Republican Rep. Peter King is calling on House Democrats to bring back for a vote the $7.4 billion aid bill for Sept. 11 rescue workers, just over a week after he and fellow New York Rep. Anthony Weiner clashed over the legislation on the House floor. 

Weiner, a Democrat, and King both support the package. But tempers flared when only 12 House Republicans voted for it and the bill tanked. Weiner, shouting on the House floor, blamed Republicans for the bill's failure and criticized King for not doing more to gain the support of his colleagues. 

King, however, blames Democrats for requiring a two-thirds majority vote. He wants Democratic leaders to bring the bill back, this time requiring only a simple majority -- since the bill won 255 supporters, it would easily pass with a 218-vote simple majority threshold. 

King spared no criticism of Democratic leaders in calling for a do-over. 

"We had 255 votes. It doesn't matter how many Democrats and Republicans ... All we should have needed was 218," King told Fox News on Monday. "I've never heard of an important bill having 255 votes and not being allowed to pass. As far as I'm concerned, the Democratic leadership sabotaged this and doomed it to failure." 
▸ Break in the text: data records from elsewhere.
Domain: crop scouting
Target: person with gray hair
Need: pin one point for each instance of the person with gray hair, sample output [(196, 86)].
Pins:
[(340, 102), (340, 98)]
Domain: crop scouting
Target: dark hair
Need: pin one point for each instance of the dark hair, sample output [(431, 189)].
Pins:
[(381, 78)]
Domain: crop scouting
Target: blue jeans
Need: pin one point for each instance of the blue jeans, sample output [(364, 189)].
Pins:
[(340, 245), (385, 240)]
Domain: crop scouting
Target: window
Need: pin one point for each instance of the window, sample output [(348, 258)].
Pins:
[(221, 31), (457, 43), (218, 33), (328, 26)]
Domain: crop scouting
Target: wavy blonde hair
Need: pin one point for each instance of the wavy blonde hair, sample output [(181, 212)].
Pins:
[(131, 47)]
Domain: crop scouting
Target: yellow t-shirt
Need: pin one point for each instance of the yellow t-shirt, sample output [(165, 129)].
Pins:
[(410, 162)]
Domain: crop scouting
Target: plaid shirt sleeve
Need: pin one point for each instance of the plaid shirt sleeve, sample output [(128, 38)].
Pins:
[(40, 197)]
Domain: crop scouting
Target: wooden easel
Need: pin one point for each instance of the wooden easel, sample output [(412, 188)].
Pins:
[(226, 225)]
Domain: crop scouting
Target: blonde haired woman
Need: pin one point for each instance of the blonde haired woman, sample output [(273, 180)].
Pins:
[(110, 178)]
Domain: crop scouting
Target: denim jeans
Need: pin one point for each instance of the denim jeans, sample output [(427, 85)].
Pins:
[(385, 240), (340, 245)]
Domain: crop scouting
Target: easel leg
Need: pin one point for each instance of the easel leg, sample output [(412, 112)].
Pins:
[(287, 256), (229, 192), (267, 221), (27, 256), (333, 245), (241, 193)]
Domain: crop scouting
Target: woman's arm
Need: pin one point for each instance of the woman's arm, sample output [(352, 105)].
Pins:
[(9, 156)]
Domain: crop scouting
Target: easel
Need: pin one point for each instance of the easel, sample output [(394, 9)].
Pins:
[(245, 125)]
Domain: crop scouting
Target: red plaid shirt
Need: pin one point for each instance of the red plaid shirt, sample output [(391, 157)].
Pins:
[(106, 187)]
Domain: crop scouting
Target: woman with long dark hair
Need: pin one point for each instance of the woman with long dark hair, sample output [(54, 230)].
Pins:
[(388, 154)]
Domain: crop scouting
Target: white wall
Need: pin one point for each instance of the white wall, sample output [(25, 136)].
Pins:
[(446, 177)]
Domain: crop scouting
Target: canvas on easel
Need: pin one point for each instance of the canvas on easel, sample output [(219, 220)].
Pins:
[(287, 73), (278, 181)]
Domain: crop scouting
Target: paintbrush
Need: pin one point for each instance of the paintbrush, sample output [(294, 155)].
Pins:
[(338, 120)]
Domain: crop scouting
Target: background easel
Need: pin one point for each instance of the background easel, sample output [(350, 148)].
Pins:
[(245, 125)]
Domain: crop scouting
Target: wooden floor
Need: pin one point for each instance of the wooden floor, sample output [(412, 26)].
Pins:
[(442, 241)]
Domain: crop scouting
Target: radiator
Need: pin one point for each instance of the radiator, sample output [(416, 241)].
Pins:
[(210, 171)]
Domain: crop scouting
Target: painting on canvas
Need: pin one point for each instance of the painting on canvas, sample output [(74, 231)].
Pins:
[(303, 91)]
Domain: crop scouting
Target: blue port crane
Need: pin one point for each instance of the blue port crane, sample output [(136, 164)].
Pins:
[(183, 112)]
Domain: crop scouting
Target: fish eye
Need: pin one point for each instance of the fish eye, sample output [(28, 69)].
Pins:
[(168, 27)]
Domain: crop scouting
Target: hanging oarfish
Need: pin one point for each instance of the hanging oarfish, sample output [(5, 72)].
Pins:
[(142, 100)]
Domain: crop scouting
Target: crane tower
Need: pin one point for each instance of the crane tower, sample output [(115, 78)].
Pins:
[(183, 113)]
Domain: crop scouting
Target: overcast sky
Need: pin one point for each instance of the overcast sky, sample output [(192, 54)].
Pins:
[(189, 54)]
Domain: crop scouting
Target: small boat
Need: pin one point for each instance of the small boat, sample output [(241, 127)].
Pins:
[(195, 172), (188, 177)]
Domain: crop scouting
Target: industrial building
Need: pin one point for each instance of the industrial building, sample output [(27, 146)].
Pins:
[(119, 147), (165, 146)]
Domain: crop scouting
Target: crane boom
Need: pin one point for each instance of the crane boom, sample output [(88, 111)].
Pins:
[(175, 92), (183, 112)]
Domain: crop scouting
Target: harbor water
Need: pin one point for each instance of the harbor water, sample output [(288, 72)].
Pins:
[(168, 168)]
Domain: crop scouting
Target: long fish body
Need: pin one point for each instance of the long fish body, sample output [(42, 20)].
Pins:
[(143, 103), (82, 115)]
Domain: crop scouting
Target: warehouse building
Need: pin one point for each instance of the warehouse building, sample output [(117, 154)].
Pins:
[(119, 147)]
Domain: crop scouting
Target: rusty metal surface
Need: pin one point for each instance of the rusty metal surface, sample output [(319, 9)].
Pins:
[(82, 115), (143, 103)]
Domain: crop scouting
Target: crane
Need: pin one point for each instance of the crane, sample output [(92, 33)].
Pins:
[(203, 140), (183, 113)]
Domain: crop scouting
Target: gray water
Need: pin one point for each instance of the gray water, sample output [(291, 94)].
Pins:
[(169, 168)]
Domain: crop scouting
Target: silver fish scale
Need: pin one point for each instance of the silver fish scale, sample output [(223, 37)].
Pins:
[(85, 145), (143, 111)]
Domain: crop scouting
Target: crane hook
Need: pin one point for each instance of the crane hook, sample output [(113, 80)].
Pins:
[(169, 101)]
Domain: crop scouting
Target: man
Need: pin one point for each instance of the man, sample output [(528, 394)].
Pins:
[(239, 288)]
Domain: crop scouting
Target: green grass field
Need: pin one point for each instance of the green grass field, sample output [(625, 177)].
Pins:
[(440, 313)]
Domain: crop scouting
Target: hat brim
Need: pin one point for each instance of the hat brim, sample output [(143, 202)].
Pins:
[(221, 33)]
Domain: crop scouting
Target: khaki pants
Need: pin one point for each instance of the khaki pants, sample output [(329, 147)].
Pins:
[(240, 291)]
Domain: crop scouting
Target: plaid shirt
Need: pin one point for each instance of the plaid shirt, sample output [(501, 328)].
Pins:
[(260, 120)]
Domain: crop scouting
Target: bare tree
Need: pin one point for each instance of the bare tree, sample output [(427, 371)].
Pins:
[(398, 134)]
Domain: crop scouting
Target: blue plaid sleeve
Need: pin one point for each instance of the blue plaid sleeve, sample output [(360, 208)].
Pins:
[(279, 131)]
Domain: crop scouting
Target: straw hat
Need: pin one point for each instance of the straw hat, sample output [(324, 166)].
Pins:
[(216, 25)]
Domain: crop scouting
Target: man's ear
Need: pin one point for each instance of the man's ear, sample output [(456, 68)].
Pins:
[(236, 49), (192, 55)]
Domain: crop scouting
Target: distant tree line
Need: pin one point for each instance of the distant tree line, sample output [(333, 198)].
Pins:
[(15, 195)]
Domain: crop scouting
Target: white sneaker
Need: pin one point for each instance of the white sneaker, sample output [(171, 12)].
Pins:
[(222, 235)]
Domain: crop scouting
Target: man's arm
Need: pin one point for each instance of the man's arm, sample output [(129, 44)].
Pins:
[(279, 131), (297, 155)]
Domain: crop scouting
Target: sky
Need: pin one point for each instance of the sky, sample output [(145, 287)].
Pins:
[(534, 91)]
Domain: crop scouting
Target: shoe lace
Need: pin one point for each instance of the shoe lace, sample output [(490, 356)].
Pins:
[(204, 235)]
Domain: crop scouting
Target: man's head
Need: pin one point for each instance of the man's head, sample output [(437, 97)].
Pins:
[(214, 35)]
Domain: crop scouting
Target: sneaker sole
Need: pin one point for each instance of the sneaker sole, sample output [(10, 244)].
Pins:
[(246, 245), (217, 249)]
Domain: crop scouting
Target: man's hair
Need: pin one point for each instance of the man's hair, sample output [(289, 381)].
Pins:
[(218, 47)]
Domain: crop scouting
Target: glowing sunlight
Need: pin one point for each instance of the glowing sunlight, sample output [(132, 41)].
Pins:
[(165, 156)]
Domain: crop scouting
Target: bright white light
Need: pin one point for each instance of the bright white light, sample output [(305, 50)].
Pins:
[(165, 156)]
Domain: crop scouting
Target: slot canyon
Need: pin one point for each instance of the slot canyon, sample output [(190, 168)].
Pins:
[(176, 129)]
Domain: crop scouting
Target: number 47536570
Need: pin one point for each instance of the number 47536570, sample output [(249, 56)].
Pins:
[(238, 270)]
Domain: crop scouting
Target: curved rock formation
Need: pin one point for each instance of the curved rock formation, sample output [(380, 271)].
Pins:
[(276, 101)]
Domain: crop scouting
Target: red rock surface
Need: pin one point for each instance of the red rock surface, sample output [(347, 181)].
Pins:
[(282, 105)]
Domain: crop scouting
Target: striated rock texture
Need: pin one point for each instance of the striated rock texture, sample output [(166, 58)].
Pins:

The fight between King and Weiner spilled over into a joint Fox News interview last month. King claimed Democrats originally required the two-thirds majority in order to block a GOP amendment on illegal immigrants. 

But King said Monday that if Democrats bring the bill back, he will call on his GOP colleagues not to bring up amendments on such issues. 

"It's more important that we take care of the cops and firefighters," he said. 

In a statement released Monday by King and New York State Democratic National Committee member Robert Zimmerman, the two officials said Democratic leaders should bring back the bill even if House Republicans do not agree to withhold amendments. 

"It would be unconscionable not to pass lifesaving legislation when a clear majority of House members support it," they wrote. 

Weiner, though, said Republicans dropped the ball. In a New York Times column published a few days after his outburst on the floor, Weiner said the package "should have been a legislative slam dunk" if not for Republican opposition. 

"Just 21 additional Republican votes would have been sufficient for passage," he wrote. Weiner defended the decision to require a two-thirds majority vote, saying the move kept the package from "getting bogged down in debate and stuck with poison-pill amendments." 

It's unclear when Democrats would have time to schedule another vote. House lawmakers are returning from August recess to vote on a state aid bill this week, but then return to their districts for several more weeks. It may be impossible for the House to take up the bill before Sept. 8, the date by which Ground Zero workers involved in lawsuits must decide whether to accept a key settlement offer. In the case, a judge and a team of lawyers have been urging 10,000 former Ground Zero workers to sign a settlement that would split $713 million among those who suffered respiratory problems and other illnesses after inhaling World Trade Center ash. The deal is similar to the aid program sitting in Congress but involves far less money. 

Under the terms of the deal, 95 percent of those workers must say yes for the settlement to take effect.